Anonymous Monk has asked for the wisdom of the Perl Monks concerning the following question:

Trying to get some data out of some html files I've got (quite a few). Problem is, the data isn't on the same line, so a regular expression won't help me. Basically, each string I want to extract looks likes.
<b>Title: </b> STRING_I_WANT<br>
or sometimes
<b>Title: </b>STRING_I_WANT<br>
Is there anyway to grab everything inbetween "Title:" and the next found instance of an html line break tag when they're not on the same line? Thanks

Replies are listed 'Best First'.
Re: Help with getting everything from X until Y
by rob_au (Abbot) on May 29, 2003 at 03:59 UTC
    In addition to the other answers here which offer regular expressions and alternate line break characters which match over multiple lines, you may want to consider the use of the .. range operator:

    #!/usr/bin/perl while ( <DATA> ) { print if /<b>/ .. /<br>/; } __DATA__ a whole lot of worthless stuff <b>Title: </b> STRING_I_WANT<br> more worthless meaningless stuff or sometimes <b>Title: </b>ANOTHER STRING_I_WANT<br>

    And the resultant output ...

    /users/rc6286 > perl test.perl <b>Title: </b> STRING_I_WANT<br> <b>Title: </b>ANOTHER STRING_I_WANT<br>

    Alternatively, if you are ensure that the match is made across multiple lines, and not merely against a single line which may contain the requisite start and stop range elements, the ... range operator may be used which does not test the second operand in the range statement until the next iteration, thereby ensuring that multiple lines are matched. See the perlop man page under the heading "Range Operators" for further details.

     

    perl -le 'print+unpack"N",pack"B32","00000000000000000000001001100001"'

      Thanks gents - these are all quite useful. I tamed-down the HTML a bit in my original post. It was actually a bit uglier. Here's my results w/ the 3 examples:
      local $/ = "<br>"; while ( <DATA> ) { print $1 if /Title:(.*?)<br>/s; }
      This works nice, but I got a lot of white spaces. Also, for some reason, I was getting an extra <\\b> in addition to the STRING_I_WANT. Easy to take out, but seem my question at the bottom if you could. #2:
      $whole_file =~ /Title:.*?</b>(.*?)<br>/ms;
      I actually assumed this would be the easiest way. I tried:
      undef $/; chomp($whole_file = <IN>); $whole_file =~ s/.*?Title:.*?<\/b>(.*?)<br>/$1/ ; print "$whole_file";
      The only thing this got me was the whole file printed out. :(

      #3
      while ( <DATA> ) { print if /<b>/ .. /<br>/; }
      This worked well. It would print out the whole line if it found something that fit in the range description. But I'm curiuos on one thing on this and the first example - how would I put the value into a variable when using the
      print if /<b>/ .. /<br>/;
      Thanks for your help. I'm making some progress but I'm still "in the books", so there's quiet a few tricks I've still yet to learn.
        When the while is written in this manner, each line that is processed is assigned to the default perl variable, $_ - When subsequent matching and printing is performed without specifying a variable or specific string to act upon, the use of the default variable $_ is assumed and it is this which is acted upon.

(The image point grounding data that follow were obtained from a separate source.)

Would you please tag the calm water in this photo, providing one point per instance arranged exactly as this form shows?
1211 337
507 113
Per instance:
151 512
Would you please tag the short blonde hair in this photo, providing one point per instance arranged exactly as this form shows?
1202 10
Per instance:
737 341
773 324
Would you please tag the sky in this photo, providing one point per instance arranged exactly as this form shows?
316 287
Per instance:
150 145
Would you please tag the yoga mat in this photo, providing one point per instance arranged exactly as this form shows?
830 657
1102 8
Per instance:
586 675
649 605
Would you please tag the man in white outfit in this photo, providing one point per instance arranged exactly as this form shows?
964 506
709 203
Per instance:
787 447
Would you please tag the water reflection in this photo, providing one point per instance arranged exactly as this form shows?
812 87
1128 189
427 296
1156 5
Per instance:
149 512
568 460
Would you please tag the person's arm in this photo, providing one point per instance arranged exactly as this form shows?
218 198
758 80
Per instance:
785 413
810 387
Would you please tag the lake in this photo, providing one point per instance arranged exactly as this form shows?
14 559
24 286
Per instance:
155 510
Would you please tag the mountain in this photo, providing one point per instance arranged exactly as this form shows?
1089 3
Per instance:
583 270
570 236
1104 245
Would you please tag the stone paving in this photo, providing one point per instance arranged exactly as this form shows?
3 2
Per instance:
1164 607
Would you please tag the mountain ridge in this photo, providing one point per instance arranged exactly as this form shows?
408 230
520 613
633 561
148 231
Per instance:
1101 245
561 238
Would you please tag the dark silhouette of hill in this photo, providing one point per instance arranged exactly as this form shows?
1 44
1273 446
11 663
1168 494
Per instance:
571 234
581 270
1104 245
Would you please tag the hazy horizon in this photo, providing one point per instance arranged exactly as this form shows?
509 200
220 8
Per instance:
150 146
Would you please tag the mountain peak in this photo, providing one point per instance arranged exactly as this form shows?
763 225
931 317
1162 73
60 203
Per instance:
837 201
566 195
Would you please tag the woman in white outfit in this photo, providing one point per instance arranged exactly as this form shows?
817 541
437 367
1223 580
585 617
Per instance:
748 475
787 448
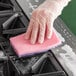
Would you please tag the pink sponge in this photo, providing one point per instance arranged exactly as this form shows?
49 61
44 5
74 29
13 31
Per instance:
23 47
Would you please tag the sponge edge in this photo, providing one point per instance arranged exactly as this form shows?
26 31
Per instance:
23 47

        See the perlvar and perlop man pages for further detail.

         

        perl -le 'print+unpack"N",pack"B32","00000000000000000000001001100010"'

        Modifiers matter. And didn't you say there was more than one occurrence in this file? Here's an untested example:

        undef $/; chomp($whole_file = <IN>); while ($whole_file =~ /Title:.*?<\/b>(.*?)<br>/sg) { print $1 . "\n"; }
Re: Help with getting everything from X until Y
by Enlil (Parson) on May 29, 2003 at 03:13 UTC
    Since you are using the <br> tag as the delimiter up to which you are getting stuff (and the next found instance of an html line break tag), you could use it to break up your data through use of $/. By that i mean something like the following:
    use strict; use warnings; local $/ = "<br>"; while ( <DATA> ) { print $1 if /Title:(.*?)<br>/s; } __DATA__ a whole lot of worthless stuff <b>Title: </b> STRING_I_WANT<br> more worthless meaningless stuff or sometimes <b>Title: </b>ANOTHER STRING_I_WANT<br>

    update: This should take care of the extra stuff. I reread your requirement, everything from "Title:" to <br> and did what that specified instead of just the strings you wanted. The following only retrieves those strings and shows you how to put it in a variable (basically assign $1 to something) (see rob au's response which answers the question you asked). Good luck, here is the code:

    -enlil

Re: Help with getting everything from X until Y
by perrin (Chancellor) on May 29, 2003 at 03:28 UTC
    Just slurp the file into a scalar and use a regex as usual:

    $whole_file =~ /Title:.*?</b>(.*?)<br>/sg;
Re: Help with getting everything from X until Y
by Cody Pendant (Prior) on May 29, 2003 at 05:32 UTC
    >Problem is, the data isn't on the same line, so a regular >expression won't help me.

    I just want to check that we're not missing something fundamental here -- this sentence definitely implies that the original poster believes regexes are unable to match patters which cross a linebreak.

    In case that truly was his or her belief -- they can. Specifically, the dot character in regexes matches everything except a linebreak, unless the /s modifier is used.

    So to match this:

    <b>Title: </b> STRING_I_WANT<br>
    you can just use
    m#<b>Title:.*?</b>(.*?)<br>#s;
    right?
    --
    “Every bit of code is either naturally related to the problem at hand, or else it's an accidental side effect of the fact that you happened to solve the problem using a digital computer.”
    M-J D